The defendant contends that the Uniform Consent Law (which is not one of the "Uniform" statutes) as found by the Court of Appeal, is an evidentiary rule, and not a substantive change in the law. The defendant's argument is that the statute sets out procedures which, if followed, provide the physician with a presumption that a valid consent of the patient has been obtained, but that the failure to comply with the statute does not result in a cause of action for a patient against his doctor. The contention is that the statute may provide protection for a physician, but does not provide any rights to a patient; if the doctor chooses not to make use of the statute, then the question of whether the patient has consented to the procedures performed is to be answered by the rules developed in the jurisprudence.

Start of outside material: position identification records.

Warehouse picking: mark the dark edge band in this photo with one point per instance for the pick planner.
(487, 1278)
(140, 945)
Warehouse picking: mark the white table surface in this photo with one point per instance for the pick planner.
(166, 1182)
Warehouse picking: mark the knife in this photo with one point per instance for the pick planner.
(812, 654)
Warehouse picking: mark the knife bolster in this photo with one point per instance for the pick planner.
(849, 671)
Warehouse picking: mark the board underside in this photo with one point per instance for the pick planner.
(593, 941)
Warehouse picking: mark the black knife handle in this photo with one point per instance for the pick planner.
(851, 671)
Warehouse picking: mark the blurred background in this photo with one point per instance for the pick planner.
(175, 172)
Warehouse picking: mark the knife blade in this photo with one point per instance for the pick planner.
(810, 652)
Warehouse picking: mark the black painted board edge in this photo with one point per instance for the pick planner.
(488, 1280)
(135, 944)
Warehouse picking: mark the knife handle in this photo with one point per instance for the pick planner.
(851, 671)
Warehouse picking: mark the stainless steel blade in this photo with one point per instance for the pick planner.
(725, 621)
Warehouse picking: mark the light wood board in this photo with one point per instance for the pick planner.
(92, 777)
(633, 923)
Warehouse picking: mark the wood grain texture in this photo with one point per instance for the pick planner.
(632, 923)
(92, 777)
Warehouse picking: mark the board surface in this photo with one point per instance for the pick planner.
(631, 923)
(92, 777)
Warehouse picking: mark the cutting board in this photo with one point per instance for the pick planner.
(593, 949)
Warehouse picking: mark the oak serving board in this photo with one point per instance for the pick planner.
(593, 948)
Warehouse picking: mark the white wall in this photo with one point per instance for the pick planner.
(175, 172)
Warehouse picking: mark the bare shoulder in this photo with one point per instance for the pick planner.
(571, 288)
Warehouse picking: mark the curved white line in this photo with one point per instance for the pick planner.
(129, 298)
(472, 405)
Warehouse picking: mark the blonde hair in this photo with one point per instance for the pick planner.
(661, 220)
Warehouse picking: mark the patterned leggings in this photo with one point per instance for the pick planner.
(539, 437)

The development of the doctrine of informed consent has not been a simple progression evident in the cases. Rather, the doctrine has pulled concepts from various sources and at times indicated various future directions. The two most influential sources of doctrine seem to have been the courts' awareness that the question of consent to medical treatment may be more than a simple question, and the development of an affirmative duty of a physician to disclose information to his patient. 5

The rule is well established that a physician must obtain the patient's consent before he is legally entitled to commence treatment. 6 However, the courts were generally reluctant to find an absence of consent, relying instead on the rule that consent may be implied from the circumstances. 7 Thus, any action on the part of the patient, including silence, that was consistent with acceptance of treatment was found by the courts to be a valid consent. 8 More recently, the courts have begun to focus attention on the actions of the physician as well as the patient. In order for the patient's consent to be valid, the giving of the consent must be preceded by a certain degree of explanation by the physician about the proposed treatment.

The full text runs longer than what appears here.